Another hot sideline, in California, reminds us of a calendar that was a hit in the mid-1980s and featured Ronald Reagan. (There was probably one for Bill Clinton, too, but that didn't enter our consciousness in the same way.) The key chain features a digital clock that counts down the days until President Bush's last day in office. It was created by Bookshop Santa Cruz owner Neal Coonerty, who told the Santa Cruz Sentinel that the store has sold 2,500 of the $11.98 key chain since October.

Media and Movies

Movie Tie-in: Fateless

Fateless opens on Friday. Based on the novel by 2002 Nobel Prize-winner Imre Kertesz about a 14-year-old Jewish boy who survives the Holocaust, then tries to survive liberation in Budapest, this film from Hungary is cinematographer Lajos Koltai's directorial debut. The book is available here as Fatelessness translated by Tim Wilkinson (Vintage, $13.95, 1400078636).

Media Hum: Chess Bitch Makes Media Move

This morning on Good Morning America, Christine Rosen gives a quick lesson from her timely new book, My Fundamentalist Education (PublicAffairs, $24, 1586482580).


Today WNYC's Leonard Lopate Show defers to Jennifer Shahade, the 2004 U.S. Woman's Chess champion and author of Chess Bitch: Women in the Ultimate Intellectual Sport (Siles Press, $24, 189008509X).

Books & Authors

Stocking for Walking: A PBS Event of Biblical Proportions

Tomorrow night, PBS begins broadcasting the three-part series Walking the Bible, which it calls "part adventure, part archeological detective work and part spiritual exploration." The series follows Bruce Feiler, author of a book by the same name, on his travels through 10 countries as he hunts for traces of the biblical era. He is accompanied by biblical archeologist Avner Green.

Feiler's biblical trekking titles include:
  • Walking the Bible: A Journey by Land Through the Five Books of Moses (HarperPerennial, $14, 0060838639)
  • Walking the Bible: A Photographic Journey (Morrow, $32.50, 0060799048)
  • Walking the Bible (children's edition) (HarperCollins, $7.99, 0060511192)
  • Walking the Bible (HarperAudio abridged CD, $14.95, 0060872683)
Part two and three of the series air on Wednesday, January 11, and Wednesday, January 18, respectively.

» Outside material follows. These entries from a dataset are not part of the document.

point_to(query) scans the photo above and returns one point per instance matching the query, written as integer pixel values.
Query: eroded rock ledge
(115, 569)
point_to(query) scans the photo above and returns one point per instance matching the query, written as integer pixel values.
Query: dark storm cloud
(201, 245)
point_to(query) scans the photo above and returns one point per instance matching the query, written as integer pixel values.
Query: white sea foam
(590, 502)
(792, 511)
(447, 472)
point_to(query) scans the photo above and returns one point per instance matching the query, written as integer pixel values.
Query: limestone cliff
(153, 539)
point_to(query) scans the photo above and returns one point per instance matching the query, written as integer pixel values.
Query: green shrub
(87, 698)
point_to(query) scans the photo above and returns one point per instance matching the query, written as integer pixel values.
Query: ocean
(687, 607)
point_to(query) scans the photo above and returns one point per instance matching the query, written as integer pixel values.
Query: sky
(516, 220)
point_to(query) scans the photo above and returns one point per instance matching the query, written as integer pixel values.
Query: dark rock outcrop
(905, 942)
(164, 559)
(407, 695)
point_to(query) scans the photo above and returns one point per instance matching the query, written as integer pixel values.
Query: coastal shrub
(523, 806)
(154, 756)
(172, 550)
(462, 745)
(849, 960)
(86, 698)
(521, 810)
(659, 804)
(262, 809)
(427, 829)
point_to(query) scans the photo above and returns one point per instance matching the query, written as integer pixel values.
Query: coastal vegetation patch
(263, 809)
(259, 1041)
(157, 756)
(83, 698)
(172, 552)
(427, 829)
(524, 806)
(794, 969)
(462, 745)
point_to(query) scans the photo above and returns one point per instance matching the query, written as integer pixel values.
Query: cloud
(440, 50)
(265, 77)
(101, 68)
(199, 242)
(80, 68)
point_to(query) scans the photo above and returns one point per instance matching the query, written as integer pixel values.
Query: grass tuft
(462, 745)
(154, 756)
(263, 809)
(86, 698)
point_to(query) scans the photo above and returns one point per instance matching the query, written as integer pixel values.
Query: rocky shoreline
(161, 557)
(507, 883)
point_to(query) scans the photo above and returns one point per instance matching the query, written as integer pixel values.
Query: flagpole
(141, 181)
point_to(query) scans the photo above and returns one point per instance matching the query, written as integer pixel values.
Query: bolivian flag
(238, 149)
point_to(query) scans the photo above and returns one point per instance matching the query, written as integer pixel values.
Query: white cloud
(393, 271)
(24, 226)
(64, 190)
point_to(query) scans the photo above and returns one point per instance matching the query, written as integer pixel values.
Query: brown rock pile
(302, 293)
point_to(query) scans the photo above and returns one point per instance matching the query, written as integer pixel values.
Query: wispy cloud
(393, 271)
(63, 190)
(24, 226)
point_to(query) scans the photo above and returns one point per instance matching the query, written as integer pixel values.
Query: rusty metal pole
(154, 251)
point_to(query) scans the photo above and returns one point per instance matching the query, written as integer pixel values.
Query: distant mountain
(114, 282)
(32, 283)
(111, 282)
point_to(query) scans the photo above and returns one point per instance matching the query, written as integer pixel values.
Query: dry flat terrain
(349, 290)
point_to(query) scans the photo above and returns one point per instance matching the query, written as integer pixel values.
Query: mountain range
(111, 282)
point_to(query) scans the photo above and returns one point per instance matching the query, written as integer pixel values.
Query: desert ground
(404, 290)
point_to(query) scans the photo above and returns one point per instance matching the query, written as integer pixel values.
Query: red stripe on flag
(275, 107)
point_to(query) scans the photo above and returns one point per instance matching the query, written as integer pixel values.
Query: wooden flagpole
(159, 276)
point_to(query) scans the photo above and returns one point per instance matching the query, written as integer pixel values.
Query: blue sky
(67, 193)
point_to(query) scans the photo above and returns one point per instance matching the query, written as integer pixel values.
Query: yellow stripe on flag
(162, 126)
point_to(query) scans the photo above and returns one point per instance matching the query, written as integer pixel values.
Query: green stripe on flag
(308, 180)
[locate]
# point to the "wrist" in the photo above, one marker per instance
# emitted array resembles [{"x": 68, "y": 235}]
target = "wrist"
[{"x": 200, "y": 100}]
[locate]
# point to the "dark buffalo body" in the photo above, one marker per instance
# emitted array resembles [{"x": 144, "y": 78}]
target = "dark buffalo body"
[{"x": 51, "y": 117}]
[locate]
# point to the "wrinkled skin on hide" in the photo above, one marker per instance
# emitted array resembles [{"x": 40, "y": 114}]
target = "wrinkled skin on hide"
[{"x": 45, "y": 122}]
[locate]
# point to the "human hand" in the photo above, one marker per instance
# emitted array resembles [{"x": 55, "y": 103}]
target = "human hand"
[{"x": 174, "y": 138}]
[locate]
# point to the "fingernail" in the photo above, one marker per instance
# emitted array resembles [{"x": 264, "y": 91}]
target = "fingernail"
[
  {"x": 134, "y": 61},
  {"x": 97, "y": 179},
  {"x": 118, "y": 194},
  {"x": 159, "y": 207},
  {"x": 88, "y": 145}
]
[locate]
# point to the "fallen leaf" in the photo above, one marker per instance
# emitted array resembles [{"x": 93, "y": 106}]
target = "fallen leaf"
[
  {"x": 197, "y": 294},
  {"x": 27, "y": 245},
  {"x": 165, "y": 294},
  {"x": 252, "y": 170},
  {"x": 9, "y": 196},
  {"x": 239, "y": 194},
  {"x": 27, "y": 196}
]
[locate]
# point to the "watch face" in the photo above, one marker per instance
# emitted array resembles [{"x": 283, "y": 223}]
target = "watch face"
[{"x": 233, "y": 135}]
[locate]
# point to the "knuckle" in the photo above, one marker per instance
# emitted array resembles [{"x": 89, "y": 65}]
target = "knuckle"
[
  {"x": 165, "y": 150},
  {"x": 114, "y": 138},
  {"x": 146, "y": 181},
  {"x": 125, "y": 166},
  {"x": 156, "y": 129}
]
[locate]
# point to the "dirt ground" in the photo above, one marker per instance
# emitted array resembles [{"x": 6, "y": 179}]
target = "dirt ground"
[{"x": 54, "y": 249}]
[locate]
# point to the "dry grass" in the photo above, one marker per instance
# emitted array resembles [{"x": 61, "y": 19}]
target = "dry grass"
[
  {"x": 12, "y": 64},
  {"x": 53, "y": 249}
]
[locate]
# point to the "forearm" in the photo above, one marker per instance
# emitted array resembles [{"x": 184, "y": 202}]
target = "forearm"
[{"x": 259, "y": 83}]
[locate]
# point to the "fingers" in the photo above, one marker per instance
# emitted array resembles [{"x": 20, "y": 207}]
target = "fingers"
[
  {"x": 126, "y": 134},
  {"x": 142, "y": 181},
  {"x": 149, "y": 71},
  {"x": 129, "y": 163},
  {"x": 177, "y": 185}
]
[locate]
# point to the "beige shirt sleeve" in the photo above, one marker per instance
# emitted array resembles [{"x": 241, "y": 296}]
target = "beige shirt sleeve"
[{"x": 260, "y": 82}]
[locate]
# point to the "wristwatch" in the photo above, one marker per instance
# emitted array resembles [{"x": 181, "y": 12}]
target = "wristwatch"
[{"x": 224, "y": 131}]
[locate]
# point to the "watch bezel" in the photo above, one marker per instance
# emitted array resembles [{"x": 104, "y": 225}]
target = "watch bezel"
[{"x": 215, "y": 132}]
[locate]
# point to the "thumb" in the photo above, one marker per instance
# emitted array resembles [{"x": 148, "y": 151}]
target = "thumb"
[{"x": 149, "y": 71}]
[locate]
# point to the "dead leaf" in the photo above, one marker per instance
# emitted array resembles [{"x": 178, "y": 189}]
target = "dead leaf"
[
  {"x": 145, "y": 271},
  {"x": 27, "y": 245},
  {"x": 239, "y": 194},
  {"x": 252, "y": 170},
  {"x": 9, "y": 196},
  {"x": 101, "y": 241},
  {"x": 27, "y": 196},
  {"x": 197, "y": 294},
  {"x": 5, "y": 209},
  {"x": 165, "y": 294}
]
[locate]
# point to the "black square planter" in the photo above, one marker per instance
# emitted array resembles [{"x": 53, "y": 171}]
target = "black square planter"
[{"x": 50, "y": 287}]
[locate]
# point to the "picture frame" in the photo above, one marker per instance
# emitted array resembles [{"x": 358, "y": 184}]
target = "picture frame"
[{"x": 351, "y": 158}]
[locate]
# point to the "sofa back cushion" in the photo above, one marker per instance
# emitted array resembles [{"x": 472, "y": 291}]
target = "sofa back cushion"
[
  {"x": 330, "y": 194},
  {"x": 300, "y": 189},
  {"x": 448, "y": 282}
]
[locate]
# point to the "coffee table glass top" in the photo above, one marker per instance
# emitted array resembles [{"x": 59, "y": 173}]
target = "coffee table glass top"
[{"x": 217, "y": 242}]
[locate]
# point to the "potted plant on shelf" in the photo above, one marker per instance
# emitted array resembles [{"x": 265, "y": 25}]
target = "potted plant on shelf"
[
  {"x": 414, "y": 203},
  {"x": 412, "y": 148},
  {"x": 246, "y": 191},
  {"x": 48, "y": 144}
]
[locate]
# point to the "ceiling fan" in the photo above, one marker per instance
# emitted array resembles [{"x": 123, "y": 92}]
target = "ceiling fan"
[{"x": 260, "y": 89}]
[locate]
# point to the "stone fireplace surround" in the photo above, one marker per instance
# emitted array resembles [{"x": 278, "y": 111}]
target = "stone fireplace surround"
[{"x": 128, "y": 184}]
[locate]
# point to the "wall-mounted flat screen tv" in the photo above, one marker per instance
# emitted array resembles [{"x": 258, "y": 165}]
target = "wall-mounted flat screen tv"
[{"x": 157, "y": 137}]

Attainment: New Books Today and Yesteryear

Here's a little new-book catchup:

Today is the bumped-up pub date for James Risen's State of War: The Secret History of the CIA and the Bush Administration (Free Press, $26, 0743270665), by the New York Times reporter who co-wrote the paper's expose last month of the National Security Agency's warrantless wiretapping of communications in the U.S. Some are wondering why the paper sat on the story for a year, then published it in mid-December. Did it wait in order to help the book? Did it worry about being scooped by this book? In any event, the debate about the Patriot Act and the NSA wiretapping will keep this title from going undercover anytime soon.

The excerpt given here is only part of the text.